If I try IDP initiated, I get this error:

[07/14/2016][03:46:25][1184][2594130800][1bd35d17-e3aca029-23a83776-92c651b6-710f58b6-70][SSO.java][processAssertionGeneration][Calling authorizeEx to invoke SAML2 assertion generator.]

[07/14/2016][03:46:25][1184][2594130800][1bd35d17-e3aca029-23a83776-92c651b6-710f58b6-70][SSO.java][processAssertionGeneration][Result of authorizeEx call is: 2.]

[07/14/2016][03:46:25][1184][2594130800][1bd35d17-e3aca029-23a83776-92c651b6-710f58b6-70][SSO.java][processAssertionGeneration][Transaction with ID: 1bd35d17-e3aca029-23a83776-92c651b6-710f58b6-70 failed. Reason: FAILED_AUTHEX]

[07/14/2016][03:46:25][1184][2594130800][1bd35d17-e3aca029-23a83776-92c651b6-710f58b6-70][SSO.java][processAssertionGeneration][Denying request due to authorizeEx call failure.]

[07/14/2016][03:46:25][1184][2594130800][1bd35d17-e3aca029-23a83776-92c651b6-710f58b6-70][SSO.java][processAssertionGeneration][Sending 500 error]

[07/14/2016][03:46:25][1184][2594130800][1bd35d17-e3aca029-23a83776-92c651b6-710f58b6-70][ErrorRedirectionHandler.java][redirectToErrorPage][Sending HTTP Error 500 ]

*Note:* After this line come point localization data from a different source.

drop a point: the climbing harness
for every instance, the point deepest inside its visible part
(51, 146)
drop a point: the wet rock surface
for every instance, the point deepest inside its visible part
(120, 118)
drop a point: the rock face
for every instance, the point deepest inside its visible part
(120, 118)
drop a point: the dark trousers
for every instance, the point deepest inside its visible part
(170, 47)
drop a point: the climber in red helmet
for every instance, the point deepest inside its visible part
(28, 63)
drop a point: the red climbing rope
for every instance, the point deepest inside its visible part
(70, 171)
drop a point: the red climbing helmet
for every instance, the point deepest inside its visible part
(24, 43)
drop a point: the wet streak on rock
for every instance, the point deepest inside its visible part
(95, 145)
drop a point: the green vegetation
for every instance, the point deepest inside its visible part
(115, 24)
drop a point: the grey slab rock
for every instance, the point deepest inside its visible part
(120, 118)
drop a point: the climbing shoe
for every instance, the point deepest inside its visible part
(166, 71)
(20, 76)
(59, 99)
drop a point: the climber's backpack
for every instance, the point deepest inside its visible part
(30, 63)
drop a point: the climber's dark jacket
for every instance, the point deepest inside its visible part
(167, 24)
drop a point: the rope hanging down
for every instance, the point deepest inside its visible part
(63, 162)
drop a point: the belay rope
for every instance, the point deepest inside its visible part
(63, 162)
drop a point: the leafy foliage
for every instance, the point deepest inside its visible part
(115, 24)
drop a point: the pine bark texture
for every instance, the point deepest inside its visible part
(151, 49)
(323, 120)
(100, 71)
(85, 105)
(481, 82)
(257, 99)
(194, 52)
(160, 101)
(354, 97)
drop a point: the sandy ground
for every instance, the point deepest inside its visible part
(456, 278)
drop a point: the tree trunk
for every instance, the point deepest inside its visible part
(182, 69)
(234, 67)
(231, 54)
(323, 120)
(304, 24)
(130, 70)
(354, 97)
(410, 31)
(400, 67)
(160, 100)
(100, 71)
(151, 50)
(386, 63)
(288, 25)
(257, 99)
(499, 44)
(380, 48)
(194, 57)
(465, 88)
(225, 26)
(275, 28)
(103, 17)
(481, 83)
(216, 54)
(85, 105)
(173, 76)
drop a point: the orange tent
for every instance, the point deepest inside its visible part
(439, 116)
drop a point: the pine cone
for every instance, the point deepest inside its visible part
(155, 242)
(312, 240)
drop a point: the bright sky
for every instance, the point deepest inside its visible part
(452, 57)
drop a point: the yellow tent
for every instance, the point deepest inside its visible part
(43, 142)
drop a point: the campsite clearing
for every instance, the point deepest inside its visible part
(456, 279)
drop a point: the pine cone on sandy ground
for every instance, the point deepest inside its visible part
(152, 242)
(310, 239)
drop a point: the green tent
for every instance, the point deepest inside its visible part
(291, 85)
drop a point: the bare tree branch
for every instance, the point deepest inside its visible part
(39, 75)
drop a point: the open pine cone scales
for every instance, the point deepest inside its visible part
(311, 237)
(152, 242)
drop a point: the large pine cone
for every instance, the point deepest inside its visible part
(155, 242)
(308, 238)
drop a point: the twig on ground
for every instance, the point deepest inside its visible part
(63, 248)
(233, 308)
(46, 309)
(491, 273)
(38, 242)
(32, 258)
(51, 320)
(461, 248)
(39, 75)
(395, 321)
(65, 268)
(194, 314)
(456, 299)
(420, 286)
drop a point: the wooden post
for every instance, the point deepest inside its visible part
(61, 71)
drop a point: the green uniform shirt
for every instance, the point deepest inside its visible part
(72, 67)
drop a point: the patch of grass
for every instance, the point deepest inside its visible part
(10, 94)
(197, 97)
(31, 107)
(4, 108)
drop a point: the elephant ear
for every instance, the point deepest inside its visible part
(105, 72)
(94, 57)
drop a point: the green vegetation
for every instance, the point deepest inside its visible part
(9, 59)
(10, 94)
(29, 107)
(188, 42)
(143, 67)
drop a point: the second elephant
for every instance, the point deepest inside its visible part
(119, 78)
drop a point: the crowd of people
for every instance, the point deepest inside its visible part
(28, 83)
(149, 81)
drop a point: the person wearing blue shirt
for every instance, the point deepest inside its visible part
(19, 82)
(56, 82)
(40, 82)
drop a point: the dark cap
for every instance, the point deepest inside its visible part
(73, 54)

Is there a place where I can see what each of value of authorizeEx is? In this case it says iauthorizeEx call is: 2.

Thanks in advance.

Hello Sam,

Maybe you can check the policy server traces for the same transaction : 1bd35d17-e3aca029-23a83776-92c651b6-710f58b6-70

> It will give you more information on the failure.

> Is it a new setup or was it working before ?

Hope it helps,

Julien

Hi,

This just for your information.

The document TEC1351614 states SAML 2.0 HTTP-POST Authentication Binding. While the reason UNSUPPORTED_AUTHN_REQUEST_BINDING is not matched with your SAML2_UNSUPPORTED_POST_REQUEST, it explains some check points which might help.

Regards,

Koichi

Thank You. I needed to upgrade to R12.52 to get the HTTP-Redirect option for authentication binding. Thanks everyone.